De laatste hoeveelheden water kunnen alleen met wateronttrekkende middelen als ongebluste kalk, watervrije potas of gebrande gips, worden verwijderd. Ook kan men benzol, aethylacetaat, tetrachloorkoolstof of trichlooraethyleen toevoegen en dan destilleren. Dan vormt zich bijv. met benzol een azeotropisch mengsel van 18,5 pct alkohol, 7,4 pct water en 74,1 pct benzol, dat men afdestilleert bij 64,8 gr.
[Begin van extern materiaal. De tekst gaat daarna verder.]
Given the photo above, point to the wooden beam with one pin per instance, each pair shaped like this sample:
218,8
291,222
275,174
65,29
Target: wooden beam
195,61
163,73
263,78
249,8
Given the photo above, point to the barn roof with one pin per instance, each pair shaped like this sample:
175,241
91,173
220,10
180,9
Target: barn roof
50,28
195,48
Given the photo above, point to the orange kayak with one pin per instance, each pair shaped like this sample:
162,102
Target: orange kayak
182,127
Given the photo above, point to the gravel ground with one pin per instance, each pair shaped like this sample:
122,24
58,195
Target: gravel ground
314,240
C. tot alle water verdwenen is. Zodoende kan men 99,8 pct alkohol verkrijgen waarvan het k.pt 78,5 gr. C. is.
Alkohol dient in de chemische industrie als grondstof voor azijnzuur, aether, aethylchloride, verder als oplosmiddel. In petroleumarme landen wordt hij, eventueel in combinatie met andere stoffen, als motorbrandstof gebruikt. Hetgeen na het afdestilleren van de alkohol overblijft is spoeling die als veevoer verkocht wordt.
Men kan door gisting en destillatie een groot aantal soorten brandewijn maken waarbij men van verschillend beslag kan uitgaan waarin vruchtensappen aanwezig zijn. Hierbij worden eenvoudige destilleerapparaten gebruikt en wordt niet gerectificeerd, zodat ook wat foezelolie (hogere alkoholen) in het product overgaat. Uit allerlei vruchten ontstaan dan brandewijnsoorten. Uit wijndruiven bijv. cognac. Uit suikersap en melasse van het suikerriet ontstaat rum. Whisky (of Whiskey) is brandewijn uit graan dat zijn eigenaardige smaak ontleent aan jarenlang bewaren in oppervlakkig verkoolde eiken vaten.
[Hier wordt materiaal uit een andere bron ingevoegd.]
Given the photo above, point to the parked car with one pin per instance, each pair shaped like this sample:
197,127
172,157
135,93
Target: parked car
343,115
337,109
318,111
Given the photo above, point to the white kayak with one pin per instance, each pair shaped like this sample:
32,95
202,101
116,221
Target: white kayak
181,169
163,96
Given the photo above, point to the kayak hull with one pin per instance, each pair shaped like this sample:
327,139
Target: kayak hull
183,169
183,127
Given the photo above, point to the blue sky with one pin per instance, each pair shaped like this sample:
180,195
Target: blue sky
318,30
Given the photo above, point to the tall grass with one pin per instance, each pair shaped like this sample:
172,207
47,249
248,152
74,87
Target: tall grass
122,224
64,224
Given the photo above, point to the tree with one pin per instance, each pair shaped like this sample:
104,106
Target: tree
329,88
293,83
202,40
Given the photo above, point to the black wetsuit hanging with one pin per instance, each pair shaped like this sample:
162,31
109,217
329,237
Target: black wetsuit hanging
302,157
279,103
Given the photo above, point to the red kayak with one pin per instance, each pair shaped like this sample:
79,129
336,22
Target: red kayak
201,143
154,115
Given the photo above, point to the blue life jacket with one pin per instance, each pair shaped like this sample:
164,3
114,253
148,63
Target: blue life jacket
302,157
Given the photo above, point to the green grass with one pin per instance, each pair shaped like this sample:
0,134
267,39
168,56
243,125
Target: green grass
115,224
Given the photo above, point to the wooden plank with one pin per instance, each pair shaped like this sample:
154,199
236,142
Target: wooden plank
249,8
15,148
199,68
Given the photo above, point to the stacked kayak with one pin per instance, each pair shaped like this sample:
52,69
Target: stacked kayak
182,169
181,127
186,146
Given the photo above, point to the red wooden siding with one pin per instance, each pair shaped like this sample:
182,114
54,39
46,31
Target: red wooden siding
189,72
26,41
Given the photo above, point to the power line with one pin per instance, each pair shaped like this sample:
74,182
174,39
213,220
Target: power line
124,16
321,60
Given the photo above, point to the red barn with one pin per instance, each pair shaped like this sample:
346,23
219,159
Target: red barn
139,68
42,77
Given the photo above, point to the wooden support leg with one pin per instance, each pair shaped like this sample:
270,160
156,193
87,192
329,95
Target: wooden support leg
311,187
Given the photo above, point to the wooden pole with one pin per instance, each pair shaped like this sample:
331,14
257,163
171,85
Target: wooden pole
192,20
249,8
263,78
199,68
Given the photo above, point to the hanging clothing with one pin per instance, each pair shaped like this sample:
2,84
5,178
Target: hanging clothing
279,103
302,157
Lit.: H. Verlinden, Practisch handboek der gistingsindustrieën (1916); P. W. Allen, Industrial Fermentations (1926); Handb. der Spiritusfabrikation, 9e Aufl. (1908); G. Foth, Die Praxis des Brennereibetriebes (Berlin 1935). Over whiskey: R.
B. Lockhart, Scotch, the Whiskey of Scotland (London 1951).